Perto da capela, diante de uma parede completamente rebocada, também havia uma multidão de curiosos, através da qual Broda e Matias começaram a passar, abrindo caminho a cotoveladas. Finalmente, viram-se diante de um quadro de gigantescas dimensões.

De um lado estava a imagem de Cristo, dócil e descalço, sentado num burrico e cercado de apóstolos, também descalços e com cajados nas mãos. Do lado diretamente oposto do Filho de Deus estava uma imagem do papa, de tiara na cabeça, montando um cavalo coberto com sobreanca bordada a ouro; à sua frente iam os arautos e corneteiros e atrás seguia uma magnífica corte de cardeais, trajando púrpura e cavaleiros em armaduras.

As observações e piadas que se ouviam da multidão comprovavam que o objetivo do artista havia sido plenamente atingido. Broda e Matias não ficaram olhando o quadro por muito tempo e, apressadamente, foram ouvir o sermão para o qual, apesar da insistência de Broda, chegaram atrasados.
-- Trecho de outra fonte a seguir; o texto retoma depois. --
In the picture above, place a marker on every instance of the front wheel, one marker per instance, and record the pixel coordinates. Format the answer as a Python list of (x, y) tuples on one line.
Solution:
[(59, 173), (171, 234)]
Uma incontável multidão preenchia não só o interior do templo, mas também todo o prédio em volta, obrigando Broda a usar a sua gigantesca força para abrir caminho. Mesmo assim, não conseguiram passar além da porta; mas, sendo ambos de altura privilegiada, podiam ver por cima das cabeças o que se passava na capela.

Huss estava no púlpito e seu rosto emocionado refletia a ardente convicção que o inspirava.

A distância abafava algumas palavras do pregador. Somente quando ele, em seu ímpeto, elevava a voz, partes do discurso chegavam até Broda e Matias.

- Irmãos - dizia Huss naquele instante. - Não considerem o que falei como uma negação do poder do santo trono. Ninguém se submete mais docilmente, do que eu, à autoridade que Deus deu ao papa. Estou somente protestando contra o abuso de poder, principalmente neste caso. A consciência me obriga a prevenir a todos vocês contra tal fraude que deforma as próprias palavras de Cristo. O papa prega uma cruzada contra um rei cristão e incita povos uns contra os outros para garantir seus interesses de propriedade. E, aos que derramarem o sangue cristão ele promete indulgências e vende abertamente os preciosíssimos bens espirituais. O Senhor quando estava na cruz, rezava por seus algozes e criticou Pedro por levantar a espada em sua defesa, enquanto que este chefe da Igreja, dizendo-se representante de Cristo, somente vomita maldições, ameaças e condenações à morte... Pior, ele ordena desenterrar os mortos das covas para profanação, só por eles terem sido fiéis ao seu rei. A voz do pregador sumiu por um tempo, mas logo novamente ouviu-se:

- Tenham cuidado, irmãos, para não acreditar nas indulgências que são ditadas pelo ódio, e cada palavra escrita nelas é blasfêmia contra a verdade evangélica. Evitem comprar as falsas indulgências, que medem com ouro a misericórdia Divina e os consolam com mentirosas esperanças de perdoar seus atos maus com algo mais que um sincero e profundo arrependimento e boas ações!...

Quando o sermão terminou, a multidão começou a dispersar-se aos poucos.

Espírito: J. W. Rochester;
Psicografia :Wera Krijanowskaia;
Do livro: Os Luminares Tchecos.

(1) No século XX houve outro papa com o nome de João XXIII. Jan Huss foi incluído nesta página como uma justa lembrança a um espírito que, quando encarnado como um padre, desempenhou uma missão extraordinária ao lutar contra os absurdos dos papas da época, que vendiam "locais no paraíso" e dominavam o povo e monarcas.